Rareté des ressources, gâtisme des élus, et réaction du citoyen.
9 Octobre 2009 , Rédigé par Patrick REYMOND Publié dans #Energie
Regarder un simple fait, l'eau.Les "Zélus" ont laissés se dérouler une inflation de l'eau au profit des grandes compagnies fermières.
Maintenant, rideau.
Les citoyens récupérent l'eau de pluie dans de telles proportions en milieu rural, l'économise dans de telles proportions en milieu urbain, que les consommations déclinent.
De même, la maison individuelle, prépondérante désormais, se prête à l'investissement visant à l'économie.
Réaction des vieillards du sénat : augmenter encore les prix. Taxer l'eau récupéré.
Comme ces brinqueblants n'ont jamais travaillé, ils n'ont pas pensé à quelque chose d'encore plus vicieux que les récupérateurs d'eaux de pluies.
En effet, la plupart des eaux usées sont retraitables, notamment celle de la douche, et ne risque pas d'être sujette à de grandes sécheresse, amenant à des réserves beaucoup plus restreintes (et des couts beaucoup moins importants).
On peut très bien imaginer envoyer ses eaux de baignades aux WC. Je l'ai vu, ça se fait déjà, quoique rarement. La réserve, alimentée quotidiennement, n'a pas besoin d'être énorme (sauf accident).
Pour le puriste, les eaux vannes, c'est aussi une ressource : engrais, méthane, etc...
En réalité, ce que n'ont pas compris les sénateurs, c'est que la société est en train de réagir à beaucoup de niveaux.
La mauvaise réaction, c'était l'achat du logement à prix fous : c'est payer la rente du propriétaire au banquier. Donc, c'est simplement un transfert de rente.

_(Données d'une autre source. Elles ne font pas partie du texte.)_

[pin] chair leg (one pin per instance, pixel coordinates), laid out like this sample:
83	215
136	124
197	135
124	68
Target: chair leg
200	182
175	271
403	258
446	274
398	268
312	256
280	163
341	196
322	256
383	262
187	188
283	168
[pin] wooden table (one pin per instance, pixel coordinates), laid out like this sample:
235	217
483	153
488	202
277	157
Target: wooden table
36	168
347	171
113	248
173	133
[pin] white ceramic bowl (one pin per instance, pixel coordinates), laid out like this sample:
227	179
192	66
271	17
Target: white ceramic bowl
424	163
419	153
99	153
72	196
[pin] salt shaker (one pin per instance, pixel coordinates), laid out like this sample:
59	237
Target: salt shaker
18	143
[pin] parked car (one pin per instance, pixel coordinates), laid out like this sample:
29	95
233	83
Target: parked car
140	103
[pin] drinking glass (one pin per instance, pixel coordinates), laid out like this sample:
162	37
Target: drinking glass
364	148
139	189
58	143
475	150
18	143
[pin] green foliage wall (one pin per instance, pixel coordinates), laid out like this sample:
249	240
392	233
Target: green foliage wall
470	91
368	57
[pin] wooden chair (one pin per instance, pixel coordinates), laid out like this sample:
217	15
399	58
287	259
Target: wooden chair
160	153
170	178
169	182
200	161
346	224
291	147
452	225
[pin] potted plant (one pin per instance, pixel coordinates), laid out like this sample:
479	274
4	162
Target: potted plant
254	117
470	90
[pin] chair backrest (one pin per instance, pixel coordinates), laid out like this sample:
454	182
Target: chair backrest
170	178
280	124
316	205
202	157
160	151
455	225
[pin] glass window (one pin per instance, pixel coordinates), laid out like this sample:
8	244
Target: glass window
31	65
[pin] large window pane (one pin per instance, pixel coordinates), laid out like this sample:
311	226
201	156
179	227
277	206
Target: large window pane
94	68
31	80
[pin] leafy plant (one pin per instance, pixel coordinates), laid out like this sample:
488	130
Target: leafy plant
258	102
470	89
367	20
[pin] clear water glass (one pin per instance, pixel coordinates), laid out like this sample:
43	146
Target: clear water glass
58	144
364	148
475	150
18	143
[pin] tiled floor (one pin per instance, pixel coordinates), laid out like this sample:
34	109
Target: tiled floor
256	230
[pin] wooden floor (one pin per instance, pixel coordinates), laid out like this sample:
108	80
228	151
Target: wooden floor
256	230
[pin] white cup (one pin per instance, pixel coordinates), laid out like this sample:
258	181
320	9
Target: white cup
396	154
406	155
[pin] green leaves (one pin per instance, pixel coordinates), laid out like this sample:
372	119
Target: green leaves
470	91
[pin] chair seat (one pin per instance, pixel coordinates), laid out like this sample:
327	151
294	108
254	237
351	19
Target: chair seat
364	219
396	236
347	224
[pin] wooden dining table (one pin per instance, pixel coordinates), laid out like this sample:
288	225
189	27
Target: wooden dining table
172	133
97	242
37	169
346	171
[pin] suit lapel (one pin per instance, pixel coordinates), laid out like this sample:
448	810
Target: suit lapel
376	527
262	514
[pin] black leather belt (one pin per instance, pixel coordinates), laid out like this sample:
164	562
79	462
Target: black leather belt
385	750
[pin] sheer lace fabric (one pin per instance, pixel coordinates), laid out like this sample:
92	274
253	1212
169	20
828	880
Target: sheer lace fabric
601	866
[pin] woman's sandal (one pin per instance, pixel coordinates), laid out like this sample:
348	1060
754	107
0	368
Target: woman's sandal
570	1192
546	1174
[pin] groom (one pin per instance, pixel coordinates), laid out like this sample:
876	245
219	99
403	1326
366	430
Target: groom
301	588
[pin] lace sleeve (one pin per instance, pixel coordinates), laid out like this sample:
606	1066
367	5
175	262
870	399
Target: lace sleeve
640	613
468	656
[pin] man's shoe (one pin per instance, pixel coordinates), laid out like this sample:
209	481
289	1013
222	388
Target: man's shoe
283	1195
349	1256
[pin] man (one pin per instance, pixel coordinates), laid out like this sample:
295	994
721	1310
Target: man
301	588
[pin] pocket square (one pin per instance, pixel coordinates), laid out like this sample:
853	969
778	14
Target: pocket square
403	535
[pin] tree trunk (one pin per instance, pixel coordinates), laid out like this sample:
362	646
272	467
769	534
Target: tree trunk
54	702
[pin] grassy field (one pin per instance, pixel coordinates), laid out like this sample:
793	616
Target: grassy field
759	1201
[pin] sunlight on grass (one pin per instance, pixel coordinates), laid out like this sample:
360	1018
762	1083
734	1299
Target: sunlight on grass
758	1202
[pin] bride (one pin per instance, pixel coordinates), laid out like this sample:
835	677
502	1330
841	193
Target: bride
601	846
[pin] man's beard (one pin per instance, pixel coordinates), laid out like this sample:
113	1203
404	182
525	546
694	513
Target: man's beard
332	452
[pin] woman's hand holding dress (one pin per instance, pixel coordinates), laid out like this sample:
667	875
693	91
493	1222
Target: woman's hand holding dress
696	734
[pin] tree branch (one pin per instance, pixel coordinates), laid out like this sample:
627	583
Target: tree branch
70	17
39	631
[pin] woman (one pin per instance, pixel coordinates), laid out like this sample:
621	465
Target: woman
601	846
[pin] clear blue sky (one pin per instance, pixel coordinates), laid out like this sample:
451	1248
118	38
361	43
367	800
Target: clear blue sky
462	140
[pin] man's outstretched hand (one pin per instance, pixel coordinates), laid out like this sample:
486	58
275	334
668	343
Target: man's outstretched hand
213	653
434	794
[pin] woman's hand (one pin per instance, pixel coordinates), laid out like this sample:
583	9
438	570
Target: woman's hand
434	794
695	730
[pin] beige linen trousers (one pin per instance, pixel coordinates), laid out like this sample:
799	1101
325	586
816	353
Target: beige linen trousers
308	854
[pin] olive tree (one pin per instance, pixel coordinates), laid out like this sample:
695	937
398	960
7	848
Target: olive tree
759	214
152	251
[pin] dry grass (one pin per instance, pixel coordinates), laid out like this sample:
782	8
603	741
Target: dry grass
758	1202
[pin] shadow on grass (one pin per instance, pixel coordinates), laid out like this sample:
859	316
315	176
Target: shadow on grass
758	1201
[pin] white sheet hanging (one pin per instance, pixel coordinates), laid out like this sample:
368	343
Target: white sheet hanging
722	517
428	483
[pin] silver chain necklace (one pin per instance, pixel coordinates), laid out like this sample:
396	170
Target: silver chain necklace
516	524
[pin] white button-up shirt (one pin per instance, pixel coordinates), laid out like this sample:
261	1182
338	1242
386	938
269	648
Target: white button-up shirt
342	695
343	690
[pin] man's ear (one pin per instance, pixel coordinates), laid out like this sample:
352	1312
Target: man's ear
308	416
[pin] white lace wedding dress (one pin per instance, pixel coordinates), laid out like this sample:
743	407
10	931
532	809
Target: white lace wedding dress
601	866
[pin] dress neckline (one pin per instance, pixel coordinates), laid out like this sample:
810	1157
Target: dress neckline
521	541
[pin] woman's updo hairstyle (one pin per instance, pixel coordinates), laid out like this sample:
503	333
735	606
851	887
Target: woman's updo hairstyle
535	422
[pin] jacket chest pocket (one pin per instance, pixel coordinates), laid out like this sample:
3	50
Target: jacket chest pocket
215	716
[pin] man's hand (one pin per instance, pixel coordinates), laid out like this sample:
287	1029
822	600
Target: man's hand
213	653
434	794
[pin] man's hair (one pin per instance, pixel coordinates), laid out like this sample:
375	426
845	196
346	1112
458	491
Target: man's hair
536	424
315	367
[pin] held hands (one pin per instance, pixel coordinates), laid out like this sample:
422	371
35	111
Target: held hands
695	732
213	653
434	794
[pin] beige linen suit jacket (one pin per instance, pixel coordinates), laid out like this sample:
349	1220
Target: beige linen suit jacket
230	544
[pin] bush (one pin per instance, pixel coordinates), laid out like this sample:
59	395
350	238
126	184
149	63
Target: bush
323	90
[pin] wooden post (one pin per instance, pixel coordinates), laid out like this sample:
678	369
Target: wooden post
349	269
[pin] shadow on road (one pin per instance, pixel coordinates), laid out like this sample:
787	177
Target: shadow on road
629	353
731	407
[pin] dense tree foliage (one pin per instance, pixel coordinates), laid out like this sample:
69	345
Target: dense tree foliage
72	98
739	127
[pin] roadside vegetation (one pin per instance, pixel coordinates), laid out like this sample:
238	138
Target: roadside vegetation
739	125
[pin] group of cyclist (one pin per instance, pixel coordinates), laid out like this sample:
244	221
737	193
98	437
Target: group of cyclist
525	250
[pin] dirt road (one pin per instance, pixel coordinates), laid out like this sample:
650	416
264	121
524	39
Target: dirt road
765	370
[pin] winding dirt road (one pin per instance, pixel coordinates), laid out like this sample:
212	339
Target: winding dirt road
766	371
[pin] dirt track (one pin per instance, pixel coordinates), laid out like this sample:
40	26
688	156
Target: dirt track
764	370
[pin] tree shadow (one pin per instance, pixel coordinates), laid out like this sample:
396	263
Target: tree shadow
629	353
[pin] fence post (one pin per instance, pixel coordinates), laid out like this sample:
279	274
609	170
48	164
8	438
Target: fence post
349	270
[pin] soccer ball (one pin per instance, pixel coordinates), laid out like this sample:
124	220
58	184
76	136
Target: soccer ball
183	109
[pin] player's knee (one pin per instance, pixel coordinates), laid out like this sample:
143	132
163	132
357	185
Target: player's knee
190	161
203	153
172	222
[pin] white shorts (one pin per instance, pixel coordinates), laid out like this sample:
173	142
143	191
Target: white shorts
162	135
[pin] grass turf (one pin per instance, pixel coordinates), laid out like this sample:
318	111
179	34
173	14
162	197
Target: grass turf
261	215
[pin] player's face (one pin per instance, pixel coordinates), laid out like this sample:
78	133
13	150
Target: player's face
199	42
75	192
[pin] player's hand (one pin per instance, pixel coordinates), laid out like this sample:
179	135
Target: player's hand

Un panneau solaire thermique, une récupération d'eau, c'est ECHAPPER à la rente payée au fermier, au pétrolier, au gazier, etc...
Isoler un logement, c'est échapper à la rente. Et comme on veut AUGMENTER la rente, on va AUGMENTER la rentabilité quand on y échappe.
Prochaine échappatoire en date : la rente de l'électricité. On va augmenter les prix, donc l'effort pour y échapper va s'amenuiser.
Une nouvelle source, parle du pic pétrolier. Doucement, on juge "optimiste" 2030 comme date, 2020 semble vraiment un butoir et oublié les 130 millions de barils jours. 100 sera le maximum, on est à 85, mais, même les 100 semblent très optimistes.
En réalité, toutes ces nouvelles, eaux, gaz, électricité, pétrole, repose sur le même principe.
On a crée beaucoup de nouvelles "dîmes" pendant la période où ces dépenses étaient bons marchés, beaucoup de nouvelles habitudes.
Ceux qui se souviennent des années 1950 ou 1960 comme moi, ont souvenir d'un monde où l'eau était utilisée au minimum (les installations étaient récentes), d'ailleurs, l'eau chaude était une exception et la douche, un héroïsme.
D'ailleurs, souvent elle n'existait même pas.
La consommation électrique réduite au minimum, les lampes. La télévision, le réfrigérateur ne vint que pendant cette période, et on habitait près du travail, sûr et près des commerces.
Pour ce qui est de l'automobile, il suffit de voir les productions et les parcs de ces années.
"la structure même des villes engendre une dépendance à l'automobile. "
Miser sur la ville dans l'optique du PO, devient un grand risque.
En réalité, notre société, toute entière, n'est pas seulement construite sur le pétrole, elle est construite sur la croissance.
Qu'une décroissance toute relative ait déjà commencé dans le domaine surtaxé de l'eau, trouble les vieillards dépendants du sénat.
Ce n'est pas ce qu'ils ont vécu, ce dont ils se souviennent.
Le problème, c'est que cette croissance va s'arrêter et s'inverser -rapidement- dans beaucoup de domaines. Cause : paupérisation (sortie par le bas) ou investissement (sortie par le haut).